Open jonathan-taylor opened 2 years ago
At a high level, I'd like to use jupytext to pair one or several executable docs (.ipynb) to one in which the emphasis is on text rather than on code. For example, for many, if they'd ever hope to write a directly publishable and executable paper they'd need the source to essentially be LaTeX (with all its quirks and users' years long encyclopedia of macros). Such a doc would look poor in a jupyter browser but fine to many who write papers in text editors. Paired with an nbconvert library call to maybe swap in the LaTeX version of outputs at build time might make close to a nice document.
So, I'm imaging something like a tex:py format in which code is appropriately escaped from the LaTeX but all the usual markdown cells of the .ipynb are just someone's quirky LaTeX code. The focus would be on having a view of the notebook that is customized to be built into nice PDF. Having an additional py:percent pairing would allow a user to develop the code in the document. Or even just opening it up in a jupyter tab one can work on the code.
Hi @jonathan-taylor , I am afraid that writing a new format is quite hard, and even more defining a new format from scratch.
Can you point to code to specify, e.g. Rmd pairing?
The Rmd converters are defined at RMarkdownCellExporter
and RMarkdownCellReader
.
they'd need the source to essentially be LaTeX
So you'd like to encode a notebook in a .tex
file? Something like the Sweave format from RStudio?

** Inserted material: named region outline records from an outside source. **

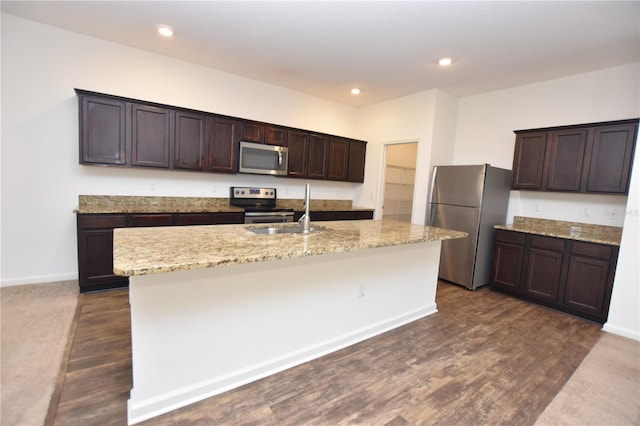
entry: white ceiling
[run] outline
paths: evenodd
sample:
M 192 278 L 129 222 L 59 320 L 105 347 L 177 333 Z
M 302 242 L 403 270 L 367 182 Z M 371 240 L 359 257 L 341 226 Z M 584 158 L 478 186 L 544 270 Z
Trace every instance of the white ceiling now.
M 640 60 L 639 1 L 3 0 L 1 8 L 354 106 L 433 88 L 466 96 Z M 161 38 L 156 24 L 175 36 Z M 453 65 L 438 67 L 442 56 Z

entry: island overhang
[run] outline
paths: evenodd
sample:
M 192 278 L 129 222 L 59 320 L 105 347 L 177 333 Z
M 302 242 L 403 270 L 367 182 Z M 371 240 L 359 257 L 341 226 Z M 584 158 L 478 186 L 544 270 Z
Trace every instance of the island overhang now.
M 130 276 L 129 424 L 437 312 L 440 241 L 466 235 L 322 225 L 306 236 L 248 225 L 115 230 L 114 266 Z

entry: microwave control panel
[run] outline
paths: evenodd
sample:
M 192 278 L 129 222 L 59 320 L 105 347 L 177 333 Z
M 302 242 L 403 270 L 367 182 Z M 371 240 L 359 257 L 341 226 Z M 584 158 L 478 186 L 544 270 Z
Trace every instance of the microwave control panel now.
M 231 198 L 232 199 L 275 200 L 276 189 L 275 188 L 253 188 L 253 187 L 247 187 L 247 186 L 232 186 Z

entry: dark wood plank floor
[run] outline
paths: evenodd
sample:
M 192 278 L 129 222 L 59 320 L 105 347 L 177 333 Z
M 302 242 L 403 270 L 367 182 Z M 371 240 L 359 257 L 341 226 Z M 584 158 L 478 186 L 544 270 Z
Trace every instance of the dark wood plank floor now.
M 145 425 L 533 424 L 600 326 L 438 284 L 439 312 Z M 56 425 L 124 425 L 127 291 L 85 295 Z

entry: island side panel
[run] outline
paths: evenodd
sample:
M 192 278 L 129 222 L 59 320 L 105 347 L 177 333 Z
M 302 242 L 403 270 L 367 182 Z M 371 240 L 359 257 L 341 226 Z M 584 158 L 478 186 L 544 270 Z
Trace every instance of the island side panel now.
M 439 259 L 432 241 L 131 277 L 129 424 L 435 313 Z

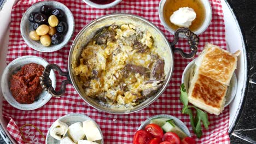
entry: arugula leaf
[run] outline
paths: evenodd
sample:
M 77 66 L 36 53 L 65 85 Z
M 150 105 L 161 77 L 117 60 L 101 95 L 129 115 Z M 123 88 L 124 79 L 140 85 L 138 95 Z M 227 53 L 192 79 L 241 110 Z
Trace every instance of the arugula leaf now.
M 188 106 L 188 93 L 186 92 L 186 89 L 185 89 L 185 85 L 182 83 L 181 86 L 181 95 L 179 96 L 179 99 L 184 106 Z
M 210 122 L 208 121 L 208 115 L 206 113 L 198 109 L 194 106 L 188 105 L 188 95 L 185 89 L 184 83 L 181 86 L 181 95 L 179 99 L 183 104 L 182 109 L 182 113 L 189 115 L 190 119 L 190 123 L 192 125 L 193 131 L 196 135 L 198 138 L 200 138 L 202 135 L 202 127 L 201 125 L 201 121 L 202 122 L 203 126 L 207 129 Z M 190 108 L 194 108 L 196 110 L 196 116 L 195 117 L 193 116 L 193 112 Z
M 198 115 L 198 117 L 200 117 L 200 119 L 202 121 L 205 128 L 206 129 L 208 129 L 208 125 L 210 124 L 210 122 L 208 121 L 207 113 L 204 112 L 203 111 L 197 108 L 196 109 L 197 115 Z
M 201 127 L 201 118 L 199 117 L 198 115 L 196 115 L 195 121 L 196 123 L 196 126 L 194 132 L 196 133 L 196 137 L 197 137 L 197 138 L 200 138 L 202 135 L 202 127 Z
M 192 125 L 192 128 L 193 131 L 195 131 L 195 123 L 194 122 L 194 117 L 193 117 L 193 112 L 192 112 L 192 110 L 187 109 L 187 107 L 185 107 L 186 109 L 182 109 L 182 113 L 187 114 L 189 115 L 189 118 L 190 119 L 190 123 Z

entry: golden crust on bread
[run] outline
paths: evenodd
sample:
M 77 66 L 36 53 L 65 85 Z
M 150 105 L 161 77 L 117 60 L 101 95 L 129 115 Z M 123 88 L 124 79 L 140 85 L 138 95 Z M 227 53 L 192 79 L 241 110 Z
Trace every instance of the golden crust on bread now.
M 189 89 L 189 101 L 210 113 L 218 115 L 224 109 L 228 86 L 201 74 L 194 75 Z
M 201 58 L 199 74 L 229 86 L 240 52 L 231 53 L 211 44 L 205 46 Z

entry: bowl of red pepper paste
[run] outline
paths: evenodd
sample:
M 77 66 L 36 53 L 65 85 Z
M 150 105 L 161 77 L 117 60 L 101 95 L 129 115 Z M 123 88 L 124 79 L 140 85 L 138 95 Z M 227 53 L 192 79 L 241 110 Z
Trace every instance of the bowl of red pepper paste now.
M 5 68 L 2 76 L 2 91 L 9 104 L 20 110 L 32 110 L 40 107 L 51 98 L 43 89 L 39 76 L 48 62 L 33 56 L 19 57 Z M 52 84 L 56 87 L 56 77 L 50 73 Z

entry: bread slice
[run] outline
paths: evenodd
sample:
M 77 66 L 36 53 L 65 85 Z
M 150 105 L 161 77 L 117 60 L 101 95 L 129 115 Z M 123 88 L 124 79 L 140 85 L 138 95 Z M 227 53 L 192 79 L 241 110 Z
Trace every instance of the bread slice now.
M 234 71 L 236 69 L 237 56 L 240 51 L 232 54 L 216 45 L 207 43 L 196 64 L 199 74 L 206 76 L 229 86 Z
M 228 86 L 196 73 L 189 89 L 189 103 L 210 113 L 219 115 L 224 109 Z

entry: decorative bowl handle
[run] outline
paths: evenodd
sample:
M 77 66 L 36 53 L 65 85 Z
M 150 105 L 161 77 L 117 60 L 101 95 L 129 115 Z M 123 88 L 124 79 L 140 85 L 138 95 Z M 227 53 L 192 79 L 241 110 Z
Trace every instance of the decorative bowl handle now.
M 249 82 L 253 83 L 253 84 L 256 84 L 256 80 L 250 79 L 249 80 Z
M 55 91 L 51 86 L 51 80 L 49 77 L 50 71 L 51 71 L 51 69 L 56 70 L 60 75 L 67 77 L 67 80 L 61 82 L 61 89 L 58 91 Z M 65 93 L 66 85 L 71 83 L 71 81 L 70 80 L 68 72 L 63 72 L 56 64 L 50 64 L 47 65 L 44 71 L 43 72 L 43 75 L 40 77 L 40 83 L 43 88 L 45 89 L 53 97 L 59 98 Z
M 175 48 L 175 44 L 179 40 L 179 34 L 184 33 L 185 36 L 188 39 L 188 43 L 190 45 L 191 52 L 189 53 L 185 53 L 181 49 Z M 199 38 L 196 34 L 192 32 L 189 29 L 184 27 L 179 28 L 175 31 L 174 40 L 171 43 L 171 46 L 174 52 L 178 52 L 181 55 L 188 59 L 193 58 L 197 52 L 197 45 L 199 43 Z

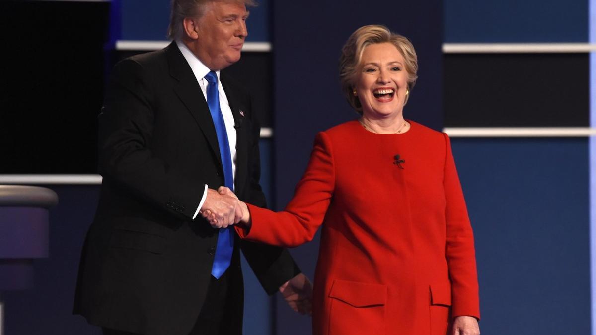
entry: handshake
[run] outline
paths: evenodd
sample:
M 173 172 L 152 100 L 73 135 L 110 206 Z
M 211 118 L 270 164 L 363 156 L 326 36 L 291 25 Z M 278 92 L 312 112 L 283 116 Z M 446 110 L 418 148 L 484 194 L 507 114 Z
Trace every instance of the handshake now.
M 200 213 L 214 228 L 226 228 L 238 223 L 250 226 L 250 212 L 246 204 L 225 186 L 217 191 L 207 190 L 207 197 Z

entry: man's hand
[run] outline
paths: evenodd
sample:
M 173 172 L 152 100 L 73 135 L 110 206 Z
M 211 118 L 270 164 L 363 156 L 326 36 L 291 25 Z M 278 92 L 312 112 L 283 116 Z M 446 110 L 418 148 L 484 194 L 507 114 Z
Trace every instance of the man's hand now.
M 211 188 L 207 190 L 207 197 L 201 207 L 201 215 L 209 221 L 211 227 L 226 228 L 237 224 L 240 221 L 238 218 L 241 218 L 243 214 L 242 207 L 235 196 L 220 194 Z
M 220 194 L 230 196 L 238 199 L 238 197 L 236 194 L 232 191 L 229 188 L 225 186 L 220 186 L 219 188 L 218 188 L 218 193 Z M 238 204 L 240 204 L 240 208 L 242 209 L 242 215 L 240 217 L 237 216 L 236 219 L 238 220 L 235 223 L 238 223 L 242 222 L 244 224 L 249 224 L 250 227 L 250 212 L 249 211 L 249 207 L 246 206 L 246 204 L 243 201 L 238 200 Z
M 280 292 L 290 307 L 300 314 L 312 314 L 312 284 L 300 274 L 280 287 Z
M 478 320 L 473 317 L 456 317 L 453 321 L 453 335 L 479 335 Z

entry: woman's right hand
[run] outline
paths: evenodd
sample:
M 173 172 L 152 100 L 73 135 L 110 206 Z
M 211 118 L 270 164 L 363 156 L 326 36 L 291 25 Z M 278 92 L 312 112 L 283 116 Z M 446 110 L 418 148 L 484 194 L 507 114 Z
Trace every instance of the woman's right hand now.
M 229 188 L 225 186 L 220 186 L 219 188 L 218 188 L 218 193 L 222 195 L 231 196 L 236 198 L 238 204 L 240 206 L 240 208 L 242 209 L 242 216 L 240 218 L 238 216 L 236 217 L 236 223 L 242 222 L 250 227 L 250 212 L 249 211 L 249 207 L 246 206 L 246 204 L 244 201 L 240 201 L 238 198 L 238 197 L 236 196 L 235 193 L 232 192 Z

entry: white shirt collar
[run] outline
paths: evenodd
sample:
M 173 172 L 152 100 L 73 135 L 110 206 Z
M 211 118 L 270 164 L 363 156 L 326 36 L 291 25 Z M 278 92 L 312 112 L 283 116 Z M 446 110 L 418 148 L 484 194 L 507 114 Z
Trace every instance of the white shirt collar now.
M 201 82 L 201 80 L 209 73 L 211 70 L 209 69 L 203 62 L 200 61 L 197 56 L 190 51 L 190 49 L 186 46 L 185 44 L 182 43 L 181 41 L 176 41 L 176 44 L 178 46 L 178 48 L 180 49 L 180 51 L 182 53 L 182 55 L 188 62 L 188 65 L 190 66 L 190 68 L 193 70 L 193 73 L 194 73 L 194 76 L 197 77 L 197 81 Z M 218 80 L 219 80 L 219 71 L 216 71 L 215 73 L 218 76 Z

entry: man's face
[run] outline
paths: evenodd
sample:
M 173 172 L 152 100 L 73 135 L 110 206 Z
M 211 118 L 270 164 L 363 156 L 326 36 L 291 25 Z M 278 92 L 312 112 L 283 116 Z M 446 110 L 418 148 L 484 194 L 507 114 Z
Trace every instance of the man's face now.
M 195 21 L 198 38 L 193 51 L 209 69 L 221 70 L 240 59 L 249 12 L 243 4 L 212 1 L 204 13 Z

I am afraid this is not going to be very user friendly, I don't see that many people using TeX these days, and also I I think the people behind knitr
have made their choice many years ago, in favor of the (R) Markdown format rather of R+TeX (= Sweave), because it is much more readable.
Such a doc would look poor in a jupyter browser but fine to many who write papers in text editors. Paired with an nbconvert library call to maybe swap in the LaTeX version of outputs at build time might make close to a nice document.
Well if you want the final document to look nice, then the rendering of the editable document in Jupyter could also look nice, don't you think so ? but maybe I am asking for too much :smile:
Hmm... AFAIK papers that get published in stats journals are usually LaTeX, and many / most (?) theses are written in LaTeX (yes you can write it in e.g. R markdown but I'm not sure that's the typical path). Yes, people have supplements that are .ipynb but the writing itself is usually LaTeX.
For example, many of the "reproducible academic publications" here: https://github.com/jupyter/jupyter/wiki#reproducible-academic-publications are papers that point to a supplementary notebook. The papers, i.e. the official docs themselves are often LaTeX.
As for looking nice in Jupyter, formats like md:myst are not rendered by jupyter rather something like jupyterbook. Same family, but to get all the references etc. correct it needs more than just a jupyter tab.
My real interest in this is mostly a one-off: I am involved in a project with legacy LaTeX which works with code that must appear in the final PDF for which I'd like "source" to be executable going forward, not just buildable. A format that gives me both a .tex "view" on an .ipynb file as well as e.g. a ".py" view would be fine. Not looking for a build system (i.e. not trying to remake bookdown or jupyterbook or Sweave).
Hi @jonathan-taylor ,
My real interest in this is mostly a one-off: I am involved in a project with legacy LaTeX which works with code that must appear in the final PDF for which I'd like "source" to be executable going forward
Oh that is interesting. Is there a pattern in our current project? I mean, how are "code cells" represented in these .tex
files ?
Wondering how hard it is to specify a new format pairing?
Can you point to code to specify, e.g. Rmd pairing?